Anyway...the most humiliating thing for me is to be in a room with some of our servicemen. I swear, my backwards flag feels about three times it's size and is a kick right in their face.

Now I normally don't get like this about any other issues. But this just turns my stomach.

sorry for the rant

dan


----------



## mikelm (Dec 23, 2000)

KYH-

*"[Navy] customs and traditions different than the other services."*

Oboy different! How were you with that absolute prohibition on carrying an umbrella? /img/vbsmilies/smilies/tongue.gif

Mike


----------



## kyheirloomer (Feb 1, 2007)

I had never carried an umbrella before nor have I since, so it was no big deal.  

The problems I had were afterwards, when talking to coworkers who'd been in other branches. There's no possible way they can understand the hows and whys of the naval service. Even the chain of command is totally different, as I'm sure you know.

The differences extend to how visitors are handled as well. In the Army and Air Force you announce the person. In the Navy, of course, you announce the flag. And honors in addition to hand salutes are rendered based on the rank----real or simulated---of the visitor.

But, as to the hand salute, they (the other services) render it indoors or out, covered or not, and every time they meet an officer. I mean the same officer at different times of the day. It gets a little hairy when a sailor is part of a joint command; Army and Air Force officers expect certain behavior, and it's often lacking from the sailors---not out of disrespect, but because the rules are different.


----------



## kyheirloomer (Feb 1, 2007)

_the most humiliating thing for me is to be in a room with some of our servicemen._

No need to feel that way, Dan. We know the kind of job you guys do. If there's any group worthy of the hand salute it's the firefighters of this country.

Nobody's checking out your uniform---we're too busy admiring your heart.


----------



## mikelm (Dec 23, 2000)

Don't be silly, Dan-

Firefighters are called upon at any moment on any day or any night to be "Warriors" as surely as any military man is. No military guy, past or present, will have the slightest interest in your small error of flag display.
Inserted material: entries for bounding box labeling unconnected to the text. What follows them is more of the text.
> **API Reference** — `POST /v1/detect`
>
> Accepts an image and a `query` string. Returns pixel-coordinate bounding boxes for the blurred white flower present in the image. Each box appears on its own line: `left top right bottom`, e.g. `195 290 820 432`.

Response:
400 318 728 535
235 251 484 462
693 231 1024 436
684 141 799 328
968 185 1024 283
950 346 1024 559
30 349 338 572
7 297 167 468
All it proves is that your boss - or was it the city council - are careless dopes.

And you can tell 'em I said so!

Mike /img/vbsmilies/smilies/peace.gif


----------



## mikelm (Dec 23, 2000)

Don't be silly, Dan-

Firefighters are called upon at any moment on any day or any night to be "Warriors" as surely as any military man is. No military guy, past or present, will have the slightest interest in your small error of flag display.

All it proves is that your boss - or was it the city council - are careless dopes.

And you can tell 'em I said so!

Mike /img/vbsmilies/smilies/peace.gif


----------



## gonefishin (Nov 6, 2004)

Thanks for the kind words of support guys.

  dan


----------



## kyheirloomer (Feb 1, 2007)

It's not just words of support, Dan. It's awe and admiration.

Realistically, most career military people put in their 20 without once going in harms way. You guys do it every day, over and over again.

So don't worry about a uniform design that somebody else mandates. For you it's head high and proud. You've earned it.


----------



## mikelm (Dec 23, 2000)

duplicated post "cleared"

Can't figure out how to delete it

Mike

welll, that didn't work, either /img/vbsmilies/smilies/confused.gif


----------